Homeless starved, sanctioned bombed, arms and oil, through and through.

Then Desert Storm, now Infinite Justice; blow back on me and you?
Infinite terror, infinite death; reap war one and war two?
Intelligence, investigation, national defense they do not do.
CIA, FBI, Joint Chiefs of Staff; get even for you.

One nation—one leader—one point of view.
Two Parties, two Houses, no dissent found in two.
“Bill of Rights”—“immigration”—“they did this to you!”
Stand up leaders--Morse, Lee, and Douglas, seem so far and so few.

One for me, two for you, human rights just won’t do.
“Give us power—give us money—then we’ll protect you.”
Could it be, there’s a pattern, revealed in this milieu?
Peace and justice, love and kindness, don’t come in one and two.

[Think One was read by Jay Taber as his contribution to the Writing Thru the Flames MFA Writing and Consciousness workshop held on Saturday October 6, 2001 at New College of California, San Francisco.]

Monday, June 05, 2006

State of Grace

I live in a building inhabited by three post-menopausal women and an adolescent dog. The dog and I have formed a pact in avoiding the snares set by the others to engage us in petty bickering set off by their forgetfulness, minor annoyances, and imagined slights.

With our improved social dexterity, dog person and myself are largely able to witness rather than suffer the periodic volcanic displays of emotion, and can thus focus our attention on preventing floods and fires and other catastrophic mishaps due to the intermittent lapses of the other occupants.

We live in a state of grace.

Friday, June 02, 2006

Public Good Project

The Public Good Project is a volunteer network of researchers, analysts and activists engaged in defending democracy.
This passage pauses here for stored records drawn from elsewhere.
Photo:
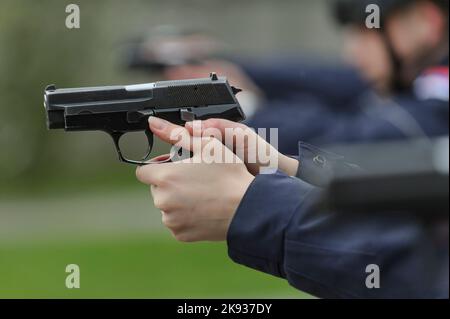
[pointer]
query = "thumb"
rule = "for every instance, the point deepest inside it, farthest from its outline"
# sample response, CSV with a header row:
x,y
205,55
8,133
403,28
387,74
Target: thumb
x,y
170,133
220,124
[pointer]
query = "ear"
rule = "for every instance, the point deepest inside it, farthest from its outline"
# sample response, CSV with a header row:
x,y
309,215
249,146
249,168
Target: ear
x,y
436,22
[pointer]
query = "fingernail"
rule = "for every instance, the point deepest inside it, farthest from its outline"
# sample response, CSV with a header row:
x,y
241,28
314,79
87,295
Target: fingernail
x,y
157,123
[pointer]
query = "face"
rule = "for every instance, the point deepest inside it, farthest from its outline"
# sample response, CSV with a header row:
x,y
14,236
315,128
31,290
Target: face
x,y
416,31
366,50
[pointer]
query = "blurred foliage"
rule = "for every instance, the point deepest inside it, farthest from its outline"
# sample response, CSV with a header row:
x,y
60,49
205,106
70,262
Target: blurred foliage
x,y
141,267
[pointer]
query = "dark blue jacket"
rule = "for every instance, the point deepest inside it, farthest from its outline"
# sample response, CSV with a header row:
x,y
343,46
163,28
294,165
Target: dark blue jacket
x,y
279,229
333,105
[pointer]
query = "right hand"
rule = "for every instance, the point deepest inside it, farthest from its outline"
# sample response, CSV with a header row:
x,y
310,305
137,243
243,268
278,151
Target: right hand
x,y
252,149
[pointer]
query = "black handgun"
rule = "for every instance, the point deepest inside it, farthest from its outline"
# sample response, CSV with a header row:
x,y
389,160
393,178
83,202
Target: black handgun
x,y
118,110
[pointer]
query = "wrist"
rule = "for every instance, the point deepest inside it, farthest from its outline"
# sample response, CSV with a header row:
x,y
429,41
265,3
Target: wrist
x,y
288,165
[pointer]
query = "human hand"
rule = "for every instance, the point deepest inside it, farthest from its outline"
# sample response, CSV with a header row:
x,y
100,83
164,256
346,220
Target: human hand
x,y
252,149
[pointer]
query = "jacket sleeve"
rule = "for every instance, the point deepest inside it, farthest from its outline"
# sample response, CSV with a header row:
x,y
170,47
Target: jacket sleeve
x,y
279,229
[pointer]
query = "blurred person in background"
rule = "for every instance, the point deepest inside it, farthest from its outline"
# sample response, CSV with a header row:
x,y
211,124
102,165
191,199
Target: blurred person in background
x,y
397,87
272,222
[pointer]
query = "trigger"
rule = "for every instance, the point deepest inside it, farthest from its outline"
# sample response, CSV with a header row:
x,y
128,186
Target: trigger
x,y
186,115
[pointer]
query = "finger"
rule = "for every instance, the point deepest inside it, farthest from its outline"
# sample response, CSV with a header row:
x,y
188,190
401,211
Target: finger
x,y
153,174
170,133
220,124
160,159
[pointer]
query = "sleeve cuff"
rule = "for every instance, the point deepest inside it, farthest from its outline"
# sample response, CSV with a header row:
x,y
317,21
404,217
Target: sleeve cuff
x,y
256,234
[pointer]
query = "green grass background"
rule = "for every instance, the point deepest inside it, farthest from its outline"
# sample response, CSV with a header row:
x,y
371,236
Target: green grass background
x,y
122,250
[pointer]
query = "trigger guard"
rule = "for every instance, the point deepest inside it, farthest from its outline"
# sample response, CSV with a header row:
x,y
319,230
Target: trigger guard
x,y
116,138
149,135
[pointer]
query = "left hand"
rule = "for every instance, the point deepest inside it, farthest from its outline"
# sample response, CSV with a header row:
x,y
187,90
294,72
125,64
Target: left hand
x,y
197,197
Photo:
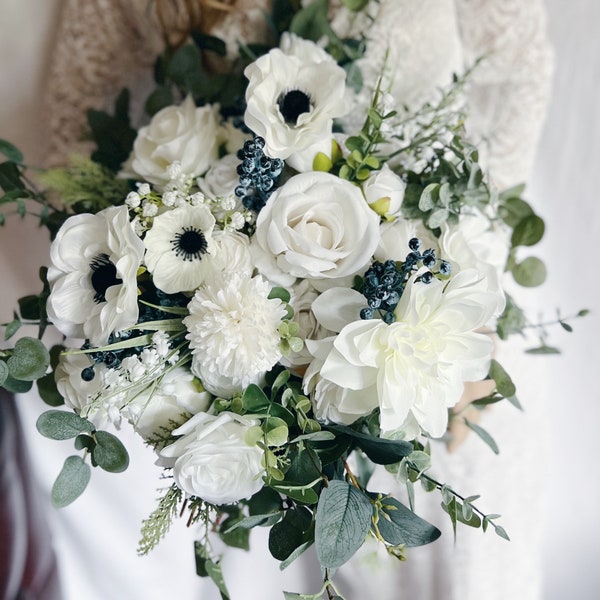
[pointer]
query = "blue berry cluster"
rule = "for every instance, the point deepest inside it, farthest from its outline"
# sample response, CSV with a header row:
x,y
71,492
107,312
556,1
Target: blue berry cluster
x,y
258,173
384,283
113,358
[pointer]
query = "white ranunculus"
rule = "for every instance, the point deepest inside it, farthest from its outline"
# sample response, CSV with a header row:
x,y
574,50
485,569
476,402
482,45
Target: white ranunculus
x,y
475,242
222,178
79,394
333,403
395,236
93,275
233,332
212,459
232,253
155,410
180,248
293,95
303,295
384,192
185,134
418,364
316,226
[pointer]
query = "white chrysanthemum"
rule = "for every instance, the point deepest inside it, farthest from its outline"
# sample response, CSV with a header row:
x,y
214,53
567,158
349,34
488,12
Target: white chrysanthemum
x,y
93,275
293,95
179,248
82,395
156,409
233,333
419,363
475,242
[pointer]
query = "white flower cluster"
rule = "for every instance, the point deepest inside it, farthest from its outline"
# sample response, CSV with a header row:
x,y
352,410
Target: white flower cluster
x,y
184,258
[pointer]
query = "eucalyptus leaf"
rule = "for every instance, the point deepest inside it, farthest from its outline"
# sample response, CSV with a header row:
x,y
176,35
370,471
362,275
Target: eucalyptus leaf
x,y
3,372
109,453
484,435
30,359
343,521
531,272
17,386
380,451
504,383
62,425
528,232
71,481
400,525
48,391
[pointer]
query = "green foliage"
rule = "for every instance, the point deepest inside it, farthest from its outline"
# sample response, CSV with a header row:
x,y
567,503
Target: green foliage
x,y
343,520
11,151
112,134
29,359
156,526
71,482
109,453
85,186
399,525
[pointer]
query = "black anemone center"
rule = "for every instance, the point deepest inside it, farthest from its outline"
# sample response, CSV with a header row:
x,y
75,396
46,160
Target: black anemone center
x,y
292,105
189,244
104,275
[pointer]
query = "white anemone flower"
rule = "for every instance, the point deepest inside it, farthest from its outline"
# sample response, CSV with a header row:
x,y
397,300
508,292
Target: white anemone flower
x,y
233,332
293,95
93,275
179,248
418,364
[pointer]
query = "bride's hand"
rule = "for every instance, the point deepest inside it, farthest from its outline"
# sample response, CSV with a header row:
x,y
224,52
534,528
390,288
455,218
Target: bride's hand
x,y
464,409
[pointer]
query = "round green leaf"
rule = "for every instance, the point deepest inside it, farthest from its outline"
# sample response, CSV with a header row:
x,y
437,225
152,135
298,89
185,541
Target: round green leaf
x,y
342,523
528,232
109,453
71,481
30,359
17,386
3,372
48,390
530,273
62,425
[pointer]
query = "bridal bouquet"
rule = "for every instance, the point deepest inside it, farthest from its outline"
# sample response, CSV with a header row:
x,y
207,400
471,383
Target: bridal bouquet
x,y
273,298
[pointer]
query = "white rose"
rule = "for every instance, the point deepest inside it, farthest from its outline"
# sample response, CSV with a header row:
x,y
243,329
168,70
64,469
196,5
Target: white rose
x,y
80,393
303,296
293,95
156,409
184,134
222,178
475,242
213,461
384,192
316,226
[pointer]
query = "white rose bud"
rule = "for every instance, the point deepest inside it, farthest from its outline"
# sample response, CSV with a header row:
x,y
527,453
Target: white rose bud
x,y
181,134
384,192
212,459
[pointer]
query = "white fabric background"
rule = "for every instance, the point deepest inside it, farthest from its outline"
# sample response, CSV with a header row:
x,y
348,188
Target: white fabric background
x,y
562,187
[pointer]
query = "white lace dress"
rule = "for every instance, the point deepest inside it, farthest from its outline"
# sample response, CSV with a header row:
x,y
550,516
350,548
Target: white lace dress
x,y
104,45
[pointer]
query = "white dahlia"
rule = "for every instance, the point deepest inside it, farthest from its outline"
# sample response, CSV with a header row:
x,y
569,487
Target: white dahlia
x,y
233,333
179,248
418,364
93,275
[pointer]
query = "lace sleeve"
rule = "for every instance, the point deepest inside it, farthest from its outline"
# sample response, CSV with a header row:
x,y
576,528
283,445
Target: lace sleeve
x,y
101,47
511,86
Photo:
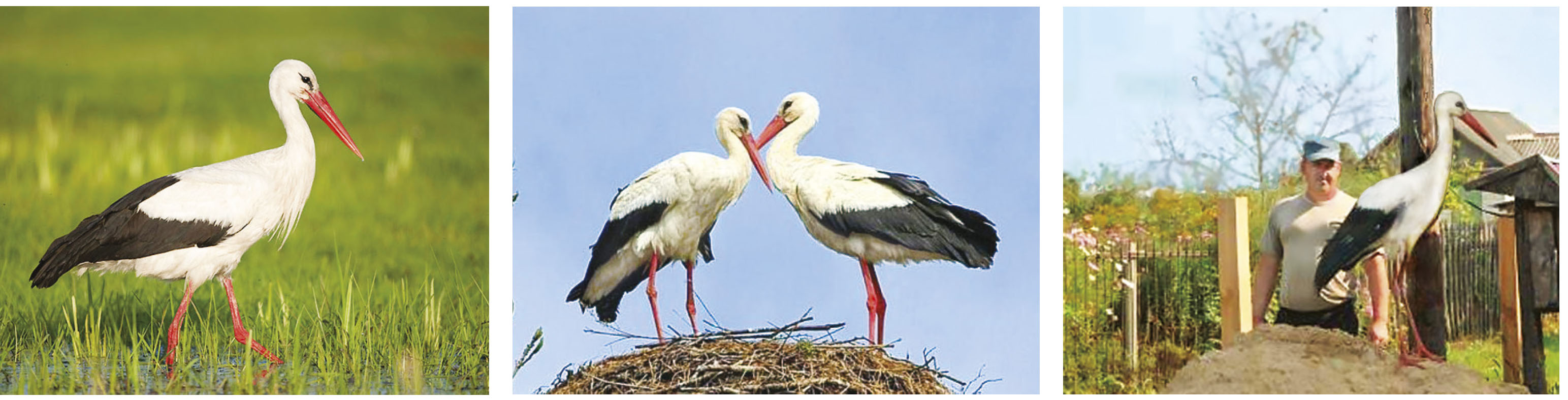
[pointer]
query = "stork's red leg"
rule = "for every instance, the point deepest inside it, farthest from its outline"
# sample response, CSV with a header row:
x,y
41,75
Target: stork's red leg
x,y
653,295
690,297
175,327
882,306
240,334
874,302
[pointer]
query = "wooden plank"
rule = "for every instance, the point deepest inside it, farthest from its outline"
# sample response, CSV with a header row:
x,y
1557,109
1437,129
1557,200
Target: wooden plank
x,y
1532,361
1130,324
1236,291
1509,295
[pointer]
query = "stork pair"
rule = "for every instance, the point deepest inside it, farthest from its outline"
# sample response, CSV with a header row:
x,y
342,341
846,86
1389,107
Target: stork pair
x,y
874,216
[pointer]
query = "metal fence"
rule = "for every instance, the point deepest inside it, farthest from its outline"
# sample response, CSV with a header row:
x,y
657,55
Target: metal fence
x,y
1175,316
1471,298
1176,311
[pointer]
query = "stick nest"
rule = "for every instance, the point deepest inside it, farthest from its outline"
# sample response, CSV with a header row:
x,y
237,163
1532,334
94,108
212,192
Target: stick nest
x,y
755,361
1303,360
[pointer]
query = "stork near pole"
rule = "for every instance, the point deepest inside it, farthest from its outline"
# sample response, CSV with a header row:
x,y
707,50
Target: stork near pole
x,y
1418,131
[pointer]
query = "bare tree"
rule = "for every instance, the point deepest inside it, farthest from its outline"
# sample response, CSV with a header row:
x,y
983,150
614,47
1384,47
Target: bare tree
x,y
1272,96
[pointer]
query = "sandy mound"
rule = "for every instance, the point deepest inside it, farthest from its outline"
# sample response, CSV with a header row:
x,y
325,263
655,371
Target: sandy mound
x,y
752,367
1293,360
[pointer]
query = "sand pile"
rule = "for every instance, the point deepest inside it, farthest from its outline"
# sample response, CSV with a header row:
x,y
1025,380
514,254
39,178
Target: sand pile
x,y
1293,360
752,367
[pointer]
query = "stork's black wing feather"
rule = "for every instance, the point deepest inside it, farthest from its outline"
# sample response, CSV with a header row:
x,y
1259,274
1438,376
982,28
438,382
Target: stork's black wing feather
x,y
123,233
615,236
929,223
1355,239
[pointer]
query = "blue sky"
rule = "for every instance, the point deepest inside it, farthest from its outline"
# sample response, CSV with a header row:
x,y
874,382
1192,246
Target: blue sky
x,y
946,95
1125,68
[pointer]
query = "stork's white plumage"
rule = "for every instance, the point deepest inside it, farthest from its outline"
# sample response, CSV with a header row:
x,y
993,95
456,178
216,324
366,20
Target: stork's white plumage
x,y
869,214
195,225
1394,212
667,216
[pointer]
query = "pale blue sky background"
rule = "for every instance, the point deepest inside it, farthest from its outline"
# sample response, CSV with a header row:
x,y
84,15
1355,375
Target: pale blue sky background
x,y
946,95
1125,68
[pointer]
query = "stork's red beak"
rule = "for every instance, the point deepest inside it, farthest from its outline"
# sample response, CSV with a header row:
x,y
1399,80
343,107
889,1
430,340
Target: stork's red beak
x,y
317,104
772,131
1476,126
756,161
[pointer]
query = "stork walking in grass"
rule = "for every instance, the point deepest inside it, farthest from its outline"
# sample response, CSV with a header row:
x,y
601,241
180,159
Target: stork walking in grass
x,y
868,214
667,216
1396,211
195,225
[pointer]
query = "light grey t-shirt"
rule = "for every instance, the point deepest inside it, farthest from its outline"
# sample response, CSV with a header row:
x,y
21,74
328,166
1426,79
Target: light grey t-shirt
x,y
1297,233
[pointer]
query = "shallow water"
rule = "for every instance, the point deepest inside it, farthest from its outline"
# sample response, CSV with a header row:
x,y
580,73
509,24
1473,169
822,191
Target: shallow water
x,y
51,374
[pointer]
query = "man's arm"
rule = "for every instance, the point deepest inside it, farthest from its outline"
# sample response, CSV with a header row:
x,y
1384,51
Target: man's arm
x,y
1377,272
1263,286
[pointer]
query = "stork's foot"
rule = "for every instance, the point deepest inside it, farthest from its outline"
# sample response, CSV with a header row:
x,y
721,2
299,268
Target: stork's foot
x,y
1418,358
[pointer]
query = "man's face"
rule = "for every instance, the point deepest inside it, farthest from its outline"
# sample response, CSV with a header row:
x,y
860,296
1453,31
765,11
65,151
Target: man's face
x,y
1321,176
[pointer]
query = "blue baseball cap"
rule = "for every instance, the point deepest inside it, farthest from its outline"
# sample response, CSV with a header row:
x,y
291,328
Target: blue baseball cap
x,y
1321,149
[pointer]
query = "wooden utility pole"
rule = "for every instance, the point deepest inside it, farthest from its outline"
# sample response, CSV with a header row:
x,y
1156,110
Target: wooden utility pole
x,y
1418,132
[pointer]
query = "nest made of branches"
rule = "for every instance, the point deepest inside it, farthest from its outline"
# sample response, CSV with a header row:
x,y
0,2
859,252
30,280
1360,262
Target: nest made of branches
x,y
756,361
753,367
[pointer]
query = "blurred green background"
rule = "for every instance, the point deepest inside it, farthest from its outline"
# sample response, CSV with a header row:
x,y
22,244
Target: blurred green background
x,y
383,285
You can learn more about past Public Good projects by visiting its website at www.publicgood.org

Public Good's Research Director, Paul de Armond, is an internationally recognized authority on American right-wing terrorism. He first gained international attention on April 19, 1995, when he correctly identified the Oklahoma City bombing as the work of “Christian Patriot” terrorists associated with white supremacist militias. This was two days before the FBI abandoned their fruitless case theory that the bombing was the work of “Arab terrorists.”

Mr. de Armond has provided consulting research and analysis on domestic terrorism to the United Nations, the Department of Defense, the FBI, the Internal Revenue Service, various local and state law enforcement agencies as well as congressional committees, state agencies and local governments. His articles have been published in Studies in Conflict and Terrorism and the Illinois Law Enforcement Training and Standards Board Forum, as well as in The Albion Monitor and EastsideWeek.

He has contributed chapters to two ground-breaking books: Networks and Netwars: The Future of Terror, Crime and Militancy, RAND Corporation, Santa Monica, 2001; and Hype or Reality?: The “New Terrorism” and Mass Casualty Attacks, Chemical and Biological Arms Control Institute, Washington DC, 1999.